A Santiago del Cile, nel maggio del 2009, era morto infatti Mauricio Morales, dilaniato dall´esplosione di un estintore imbottito di polvere nera con cui si preparava ad attaccare una caserma della Gendarmeria. E nel nome di Mauricio Morales, il Fai (Federazione Anarchica Informale) aveva colpito alla Bocconi di Milano e al Cie (Centro di identificazione ed espulsione) di Gradisca di Isonzo (dicembre 2009). Non diverso il discorso per la Svizzera. È in Svizzera, infatti, che sono oggi detenuti Silvia Guerini, Costantino Ragusa e Luca Bernasconi (italiani i primi due, svizzero ticinese il terzo), arrestati il 15 aprile scorso con l´accusa di essere in procinto di colpire una sede svizzera dell´Ibm. Tutti e tre, per altro, evocati nel recente sciopero della fame («in segno di solidarietà») di un altro celebre anarco-insurrezionalista svizzero detenuto dal 1991, Marco Camenisch, arrestato in Italia dopo un conflitto a fuoco con la polizia.

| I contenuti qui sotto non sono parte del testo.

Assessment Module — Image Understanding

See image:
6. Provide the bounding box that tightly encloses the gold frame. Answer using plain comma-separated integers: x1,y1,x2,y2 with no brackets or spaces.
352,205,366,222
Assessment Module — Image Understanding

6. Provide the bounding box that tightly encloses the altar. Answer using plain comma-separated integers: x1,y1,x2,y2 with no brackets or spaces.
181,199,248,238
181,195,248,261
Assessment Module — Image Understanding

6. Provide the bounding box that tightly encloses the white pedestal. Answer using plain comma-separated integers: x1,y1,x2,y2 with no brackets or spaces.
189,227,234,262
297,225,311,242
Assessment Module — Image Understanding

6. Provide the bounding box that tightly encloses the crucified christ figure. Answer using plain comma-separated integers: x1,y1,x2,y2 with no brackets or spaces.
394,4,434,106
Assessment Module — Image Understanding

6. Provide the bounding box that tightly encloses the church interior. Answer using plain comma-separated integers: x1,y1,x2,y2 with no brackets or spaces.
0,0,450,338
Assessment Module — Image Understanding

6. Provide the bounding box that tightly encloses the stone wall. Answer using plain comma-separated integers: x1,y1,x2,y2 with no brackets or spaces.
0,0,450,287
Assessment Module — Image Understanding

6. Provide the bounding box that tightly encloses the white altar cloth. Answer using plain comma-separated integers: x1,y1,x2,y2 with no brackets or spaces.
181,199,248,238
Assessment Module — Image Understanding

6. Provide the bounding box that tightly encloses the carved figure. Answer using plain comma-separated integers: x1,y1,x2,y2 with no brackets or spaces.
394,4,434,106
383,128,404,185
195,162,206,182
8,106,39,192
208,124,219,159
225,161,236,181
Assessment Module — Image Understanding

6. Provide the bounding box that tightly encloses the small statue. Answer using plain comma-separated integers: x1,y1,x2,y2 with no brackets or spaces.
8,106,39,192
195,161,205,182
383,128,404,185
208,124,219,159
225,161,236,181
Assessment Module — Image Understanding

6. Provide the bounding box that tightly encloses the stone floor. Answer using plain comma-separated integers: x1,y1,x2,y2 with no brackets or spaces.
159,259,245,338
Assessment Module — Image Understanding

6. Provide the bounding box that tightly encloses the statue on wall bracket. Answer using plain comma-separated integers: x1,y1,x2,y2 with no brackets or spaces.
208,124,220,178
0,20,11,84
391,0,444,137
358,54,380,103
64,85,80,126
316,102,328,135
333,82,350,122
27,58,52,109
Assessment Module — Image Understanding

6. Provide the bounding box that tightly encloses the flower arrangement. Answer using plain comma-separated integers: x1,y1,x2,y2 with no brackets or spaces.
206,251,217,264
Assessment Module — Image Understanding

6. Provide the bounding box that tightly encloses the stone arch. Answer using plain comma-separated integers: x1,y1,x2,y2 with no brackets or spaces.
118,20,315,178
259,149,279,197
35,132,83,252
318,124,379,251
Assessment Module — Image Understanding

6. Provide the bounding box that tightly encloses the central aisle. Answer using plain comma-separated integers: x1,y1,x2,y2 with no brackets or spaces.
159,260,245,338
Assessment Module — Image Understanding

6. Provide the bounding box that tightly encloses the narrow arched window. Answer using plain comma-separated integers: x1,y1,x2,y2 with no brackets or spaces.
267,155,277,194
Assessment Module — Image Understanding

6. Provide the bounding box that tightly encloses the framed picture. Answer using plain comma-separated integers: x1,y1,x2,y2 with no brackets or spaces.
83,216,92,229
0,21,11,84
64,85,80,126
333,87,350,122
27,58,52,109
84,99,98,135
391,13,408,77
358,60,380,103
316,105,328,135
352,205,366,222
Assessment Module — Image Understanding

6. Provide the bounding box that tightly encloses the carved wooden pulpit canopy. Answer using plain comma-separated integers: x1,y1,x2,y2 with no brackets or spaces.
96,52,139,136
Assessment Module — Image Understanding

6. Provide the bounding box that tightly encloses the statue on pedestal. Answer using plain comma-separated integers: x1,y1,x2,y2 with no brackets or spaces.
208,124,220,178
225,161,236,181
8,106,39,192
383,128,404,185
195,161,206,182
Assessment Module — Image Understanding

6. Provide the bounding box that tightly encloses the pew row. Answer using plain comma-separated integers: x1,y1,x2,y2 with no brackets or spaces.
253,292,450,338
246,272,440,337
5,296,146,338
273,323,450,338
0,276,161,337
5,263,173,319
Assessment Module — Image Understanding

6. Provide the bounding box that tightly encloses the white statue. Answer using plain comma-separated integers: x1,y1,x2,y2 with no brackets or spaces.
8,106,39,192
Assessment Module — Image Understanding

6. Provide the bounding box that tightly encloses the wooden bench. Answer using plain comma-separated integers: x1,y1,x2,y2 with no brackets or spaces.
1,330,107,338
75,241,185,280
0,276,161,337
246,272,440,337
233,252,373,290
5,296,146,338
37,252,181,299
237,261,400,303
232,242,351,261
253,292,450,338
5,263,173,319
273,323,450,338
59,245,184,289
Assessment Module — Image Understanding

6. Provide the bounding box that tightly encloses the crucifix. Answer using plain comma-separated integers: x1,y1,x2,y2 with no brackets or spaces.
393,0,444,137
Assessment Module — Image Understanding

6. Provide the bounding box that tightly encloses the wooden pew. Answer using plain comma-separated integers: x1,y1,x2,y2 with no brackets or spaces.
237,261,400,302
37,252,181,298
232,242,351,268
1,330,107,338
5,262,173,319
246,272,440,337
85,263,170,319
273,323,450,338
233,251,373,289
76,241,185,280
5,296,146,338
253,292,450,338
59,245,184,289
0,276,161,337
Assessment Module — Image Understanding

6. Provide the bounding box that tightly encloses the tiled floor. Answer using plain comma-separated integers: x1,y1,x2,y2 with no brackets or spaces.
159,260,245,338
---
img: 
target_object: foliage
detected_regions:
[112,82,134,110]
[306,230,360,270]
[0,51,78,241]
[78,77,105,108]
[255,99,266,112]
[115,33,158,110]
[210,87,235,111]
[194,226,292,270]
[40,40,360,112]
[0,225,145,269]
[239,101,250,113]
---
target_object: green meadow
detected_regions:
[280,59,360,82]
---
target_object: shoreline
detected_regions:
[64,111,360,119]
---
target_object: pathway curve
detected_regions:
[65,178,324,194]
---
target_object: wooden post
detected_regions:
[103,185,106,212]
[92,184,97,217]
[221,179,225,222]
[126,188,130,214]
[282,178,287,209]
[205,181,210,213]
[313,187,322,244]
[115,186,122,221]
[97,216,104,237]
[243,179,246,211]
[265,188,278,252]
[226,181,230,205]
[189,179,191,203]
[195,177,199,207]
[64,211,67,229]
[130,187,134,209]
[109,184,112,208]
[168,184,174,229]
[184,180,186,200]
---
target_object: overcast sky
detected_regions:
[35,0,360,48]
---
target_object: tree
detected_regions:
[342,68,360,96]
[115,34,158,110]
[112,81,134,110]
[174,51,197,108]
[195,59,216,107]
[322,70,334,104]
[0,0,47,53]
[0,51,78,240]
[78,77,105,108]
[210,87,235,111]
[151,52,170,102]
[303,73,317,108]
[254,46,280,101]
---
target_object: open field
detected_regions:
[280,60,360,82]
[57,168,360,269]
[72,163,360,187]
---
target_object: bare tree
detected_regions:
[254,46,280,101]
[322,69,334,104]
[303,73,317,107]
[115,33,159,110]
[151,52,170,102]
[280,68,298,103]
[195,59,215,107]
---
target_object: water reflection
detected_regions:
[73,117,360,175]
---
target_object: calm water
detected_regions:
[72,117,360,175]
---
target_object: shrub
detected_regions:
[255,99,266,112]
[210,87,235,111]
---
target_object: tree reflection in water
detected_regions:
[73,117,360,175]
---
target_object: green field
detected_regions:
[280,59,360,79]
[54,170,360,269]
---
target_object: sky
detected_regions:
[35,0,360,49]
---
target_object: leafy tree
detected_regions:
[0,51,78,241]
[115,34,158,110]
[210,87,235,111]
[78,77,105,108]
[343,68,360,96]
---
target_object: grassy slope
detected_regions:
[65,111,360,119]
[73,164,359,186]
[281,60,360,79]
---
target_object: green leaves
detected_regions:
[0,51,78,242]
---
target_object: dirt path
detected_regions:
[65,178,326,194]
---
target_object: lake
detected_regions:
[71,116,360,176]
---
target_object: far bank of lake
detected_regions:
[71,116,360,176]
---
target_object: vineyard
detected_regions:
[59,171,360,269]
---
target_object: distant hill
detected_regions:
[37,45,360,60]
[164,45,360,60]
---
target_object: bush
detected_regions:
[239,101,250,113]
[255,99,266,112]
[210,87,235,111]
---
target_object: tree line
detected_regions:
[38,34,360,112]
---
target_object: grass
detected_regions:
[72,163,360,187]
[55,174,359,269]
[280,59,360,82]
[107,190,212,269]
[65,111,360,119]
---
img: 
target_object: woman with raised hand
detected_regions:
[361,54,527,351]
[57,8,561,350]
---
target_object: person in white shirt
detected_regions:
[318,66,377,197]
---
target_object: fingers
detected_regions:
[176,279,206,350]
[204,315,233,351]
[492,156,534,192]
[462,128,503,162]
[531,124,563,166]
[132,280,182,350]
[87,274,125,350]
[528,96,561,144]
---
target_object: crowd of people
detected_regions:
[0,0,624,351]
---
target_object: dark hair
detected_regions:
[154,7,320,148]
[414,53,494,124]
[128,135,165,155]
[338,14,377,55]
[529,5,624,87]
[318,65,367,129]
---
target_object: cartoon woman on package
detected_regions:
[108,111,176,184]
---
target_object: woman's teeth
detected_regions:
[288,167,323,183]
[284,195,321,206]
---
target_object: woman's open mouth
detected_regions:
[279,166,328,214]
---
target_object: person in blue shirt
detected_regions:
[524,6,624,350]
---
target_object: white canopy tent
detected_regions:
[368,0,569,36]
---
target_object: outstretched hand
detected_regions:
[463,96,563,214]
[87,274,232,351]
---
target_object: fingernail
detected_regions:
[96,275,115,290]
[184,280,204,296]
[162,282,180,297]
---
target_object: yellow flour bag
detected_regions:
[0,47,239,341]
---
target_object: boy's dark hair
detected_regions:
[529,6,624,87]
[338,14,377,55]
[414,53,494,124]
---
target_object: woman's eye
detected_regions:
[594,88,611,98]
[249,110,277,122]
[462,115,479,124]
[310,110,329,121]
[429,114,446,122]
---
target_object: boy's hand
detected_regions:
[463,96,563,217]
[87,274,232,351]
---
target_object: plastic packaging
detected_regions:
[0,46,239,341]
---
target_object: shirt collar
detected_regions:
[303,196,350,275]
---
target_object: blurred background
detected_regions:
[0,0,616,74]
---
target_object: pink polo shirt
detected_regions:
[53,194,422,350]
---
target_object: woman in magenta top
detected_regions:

Anarco-insurrezionalisti del Fai (Federazione Anarchica Informale), dunque. Una sigla che dice tutto e il suo contrario. «Un contenitore senza veri padroni», un «brand usato in franchising», come è stato più volte ripetuto in questi anni dalla nostra Antiterrorismo ogni qual volta questa firma ha fatto capolino dietro un botto che arriva dal nulla. Nell´ottobre del 2003 alla questura di Roma (il plico viene disinnescato), al ridosso del Natale di quello stesso anno a Bologna (l´obiettivo, questa volta, è l´abitazione dell´allora presidente della Commissione Europea Romano Prodi), nel marzo del 2005, a Genova e Milano (gli attentatori cercano il sangue nelle caserme dei carabinieri e in un deposito della Guardia di Finanza) e, appunto, nel dicembre 2009 a Milano e Gradisca di Isonzo. Un «brand» in cui nel nostro Paese - a stare alle stime del Dipartimento della Pubblica sicurezza - non si riconoscerebbe più di una qualche decina di militanti. «Slegato da un contesto politico nazionale». Ma che tuttavia, come una maledizione, si affaccia ogni qual volta la temperatura politica del Paese si alza (l´attacco alla Bocconi seguì di pochi giorni l´aggressione a Silvio Berlusconi in piazza Duomo). Finendo così per avere, se non altro oggettivamente e statisticamente, anche il cattivo odore della provocazione.